Friday, December 8, 2023

Creating and Solving Spelling Bee Puzzles in Python

 I enjoy playing the New York Times' game Spelling Bee. I wondered about how to write a Python script that creates and solves Spelling Bee puzzles and decided to take a stab at it.

For those who aren't familiar, each puzzle is built on a seed word containing exactly seven unique letters. These are randomly arranged in a hexagon format resembling a honeycomb. You make words at least four letters long from these letters (you can use letters more than once) and the puzzle judges them as real words or not. One letter is placed in the center of the puzzle and must appear in all words. The words are scored based on their lengths and the game designates you as a genius (or lesser skill levels) based on your score.
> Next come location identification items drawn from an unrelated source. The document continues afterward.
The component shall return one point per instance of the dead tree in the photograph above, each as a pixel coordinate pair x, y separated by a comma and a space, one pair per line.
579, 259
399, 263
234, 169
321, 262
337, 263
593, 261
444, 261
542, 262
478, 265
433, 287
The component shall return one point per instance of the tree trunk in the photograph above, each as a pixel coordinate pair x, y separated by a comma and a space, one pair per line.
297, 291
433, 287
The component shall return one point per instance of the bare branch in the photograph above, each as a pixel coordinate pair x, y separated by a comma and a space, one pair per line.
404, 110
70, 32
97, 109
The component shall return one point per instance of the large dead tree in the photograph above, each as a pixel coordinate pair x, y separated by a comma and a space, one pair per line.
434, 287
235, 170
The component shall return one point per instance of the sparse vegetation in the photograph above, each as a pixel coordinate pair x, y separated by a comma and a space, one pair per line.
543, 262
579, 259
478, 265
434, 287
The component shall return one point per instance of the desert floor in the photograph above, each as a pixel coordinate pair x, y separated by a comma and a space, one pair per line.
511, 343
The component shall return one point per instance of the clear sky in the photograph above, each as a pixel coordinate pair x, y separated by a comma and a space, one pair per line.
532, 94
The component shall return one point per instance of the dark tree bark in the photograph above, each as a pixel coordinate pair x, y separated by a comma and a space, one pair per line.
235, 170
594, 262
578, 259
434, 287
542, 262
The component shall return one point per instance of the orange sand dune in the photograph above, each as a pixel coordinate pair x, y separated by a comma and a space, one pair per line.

Every puzzle has one or more pangrams that use all the letters in the puzzle at least once; one is the seed word. although there can be more.

It turns out you don't need much code at all to generate a puzzle that meets the criteria. Given a list of English words, you can easily identify all the ones that could be a seed word (contain only letters and have exactly seven unique ones). Then you can either pick one at random or ask the user to enter one (making sure it qualifies) as the seed for a puzzle.

Most Unix-like systems have a word list at /usr/share/dict/words. This list exists on Mac OS X, so I've used it. The list does have a flaw: it's much bigger than the one the New York Times uses. (I've often been surprised by the words that aren't recognized by the official Spelling Bee puzzle.) This means that not only will the solution set be somewhat different from the Times' answers, you'll see a number of obscure and naughty words that you'd never see in theirs. No big deal, it'll work with any word list so you can substitute whatever you want. Exercise for the reader and all that.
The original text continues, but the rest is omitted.